Introduction to OpenAI

Features

Advanced Usage

Harness the power of OpenAI’s most advanced features to automate tasks, analyze data, and create interactive experiences. In this guide, we’ll dive into:

Advanced FeatureUse Case
Reinforcement Learning from Human Feedback (RLHF)Align customer support responses with brand tone
External Data SourcesReal-time financial or weather reports
Multi-Turn ConversationsStateful chatbots for support
Multi-Step Function CallingWorkflow automation (appointments, forms)
Long-Form Content Generation with PlanningBlog posts, reports, eBooks
AI-Driven A/B TestingMarketing copy optimization
Chain of Thought PromptingComplex problem-solving explanations
Hybrid Human–AI WorkflowsContent moderation pipelines

Understanding these techniques will help you maximize GPT-4’s capabilities in real-world applications.


Reinforcement Learning from Human Feedback (RLHF)

Reinforcement Learning from Human Feedback fine-tunes a base model by training a reward model on human rankings of model outputs. This alignment technique improves subjective tasks—like empathetic customer support or brand-safe content moderation—by incorporating real user preferences.

Note

High-quality, diverse human feedback is critical for an effective reward model.
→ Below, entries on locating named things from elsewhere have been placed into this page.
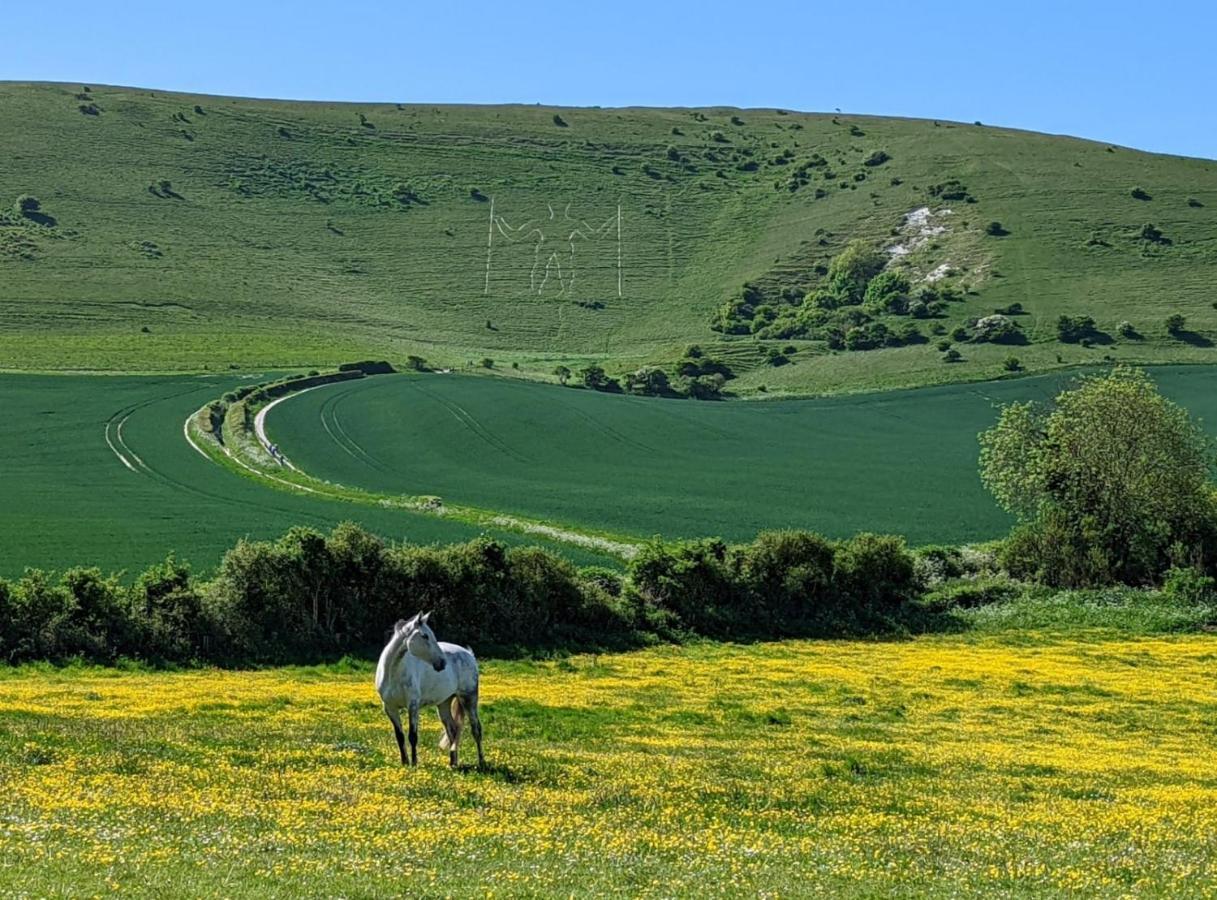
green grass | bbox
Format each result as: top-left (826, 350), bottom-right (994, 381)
top-left (259, 366), bottom-right (1217, 544)
top-left (0, 375), bottom-right (618, 576)
top-left (0, 83), bottom-right (1217, 394)
top-left (0, 635), bottom-right (1217, 898)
Ensure your evaluators represent your end users’ perspectives.

The image explains that reinforcement learning from human feedback is a technique where AI models are fine-tuned using feedback from human evaluators.

RLHF Workflow Steps

  1. Generate multiple responses for a prompt.
  2. Have human evaluators rank or rate each response.
  3. Train a reward model on those rankings.
  4. Fine-tune the base model using reinforcement learning guided by the reward model.

The image outlines the process of Reinforcement Learning from Human Feedback (RLHF) in three steps: prioritizing responses aligned with human preferences, humans ranking multiple responses, and using this information to train the model.
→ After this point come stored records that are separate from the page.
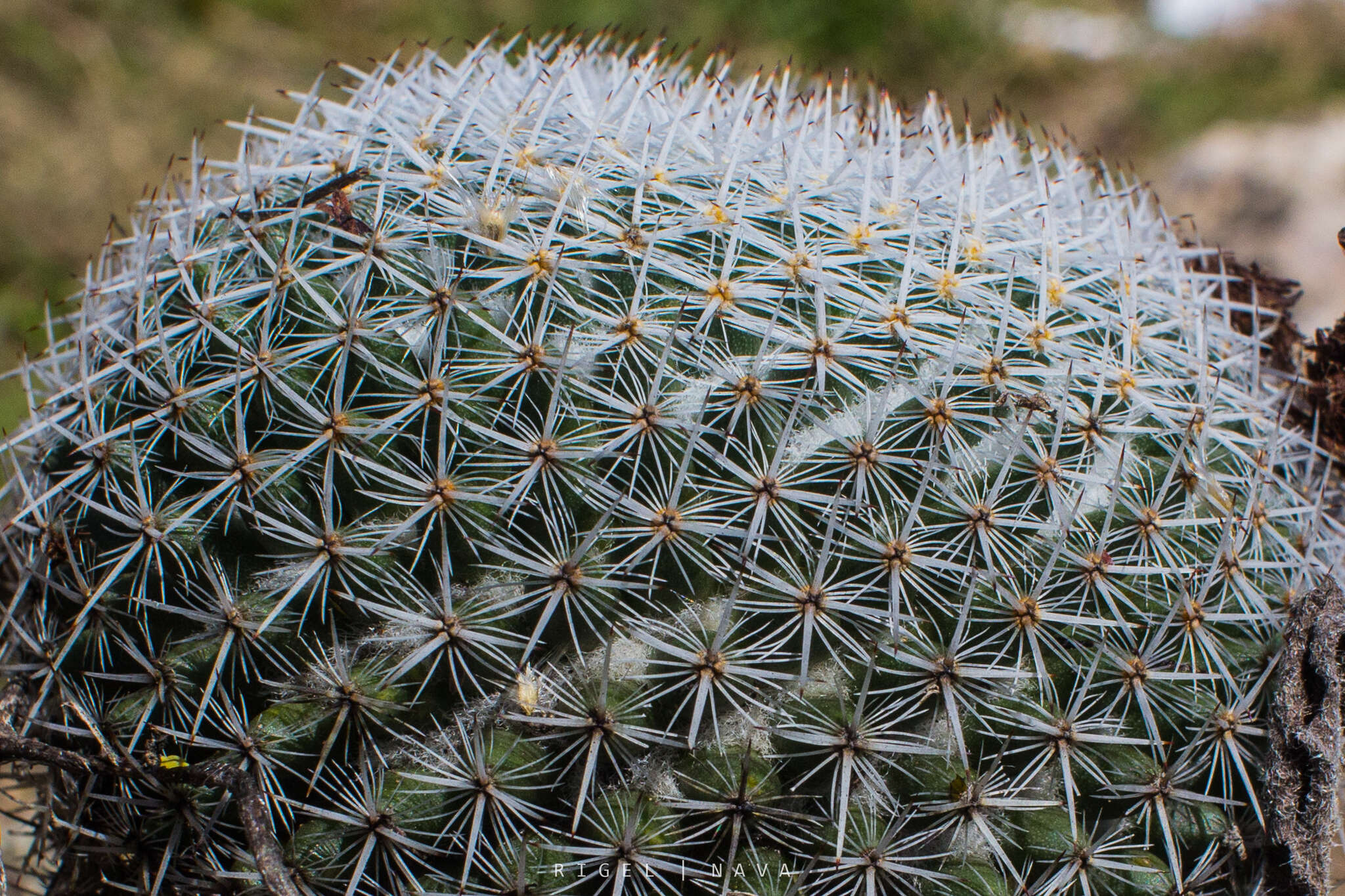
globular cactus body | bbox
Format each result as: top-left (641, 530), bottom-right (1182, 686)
top-left (4, 32), bottom-right (1341, 895)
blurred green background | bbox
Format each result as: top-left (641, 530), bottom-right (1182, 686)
top-left (0, 0), bottom-right (1345, 429)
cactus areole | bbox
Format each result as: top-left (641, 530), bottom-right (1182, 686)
top-left (0, 32), bottom-right (1342, 896)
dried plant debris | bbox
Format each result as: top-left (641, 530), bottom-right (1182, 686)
top-left (1266, 579), bottom-right (1345, 896)
top-left (0, 36), bottom-right (1345, 896)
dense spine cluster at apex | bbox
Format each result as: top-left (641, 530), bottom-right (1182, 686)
top-left (3, 28), bottom-right (1342, 896)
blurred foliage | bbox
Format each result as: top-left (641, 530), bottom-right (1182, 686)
top-left (0, 0), bottom-right (1345, 427)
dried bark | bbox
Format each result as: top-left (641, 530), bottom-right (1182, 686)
top-left (0, 681), bottom-right (301, 896)
top-left (1266, 579), bottom-right (1345, 896)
# Simplified RLHF flow (conceptual)
import openai

# 1. Generate multiple responses
responses = [
    openai.ChatCompletion.create(model="gpt-4", messages=[{"role": "user", "content": "Tell me a joke"}], max_tokens=50)
    for _ in range(2)
]

# 2. Human evaluators rank the responses
rankings = {"response_1": 1, "response_2": 2}  # Example feedback

# 3. Train reward model and fine-tune
reward_model = train_reward_model(rankings)
fine_tuned_model = reinforce_model(reward_model)

External Data Sources

Integrate GPT-4 with external APIs or databases to retrieve up-to-the-minute information—ideal for financial dashboards, weather apps, or dynamic reporting tools.

Use case: build a financial assistant that fetches live stock prices, then generates an expert analysis.

import openai, requests

def get_stock_analysis(symbol):
    # Fetch real-time stock quote
    resp = requests.get(f"https://financialmodelingprep.com/api/v3/quote/{symbol}?apikey=YOUR_API_KEY")
    data = resp.json()[0]
    price = data['price']

    # Generate AI analysis
    chat = openai.ChatCompletion.create(
        model="gpt-4",
        messages=[{
            "role": "user",
            "content": f"The current price of {symbol} is ${price}. Provide a detailed analysis."
        }],
        max_tokens=150,
        temperature=0.6
    )
    return chat.choices[0].message.content.strip()

print(get_stock_analysis("AAPL"))

Multi-Turn Conversations

Maintain context across multiple user–AI exchanges to create natural, conversational experiences for virtual assistants, support bots, and educational tools.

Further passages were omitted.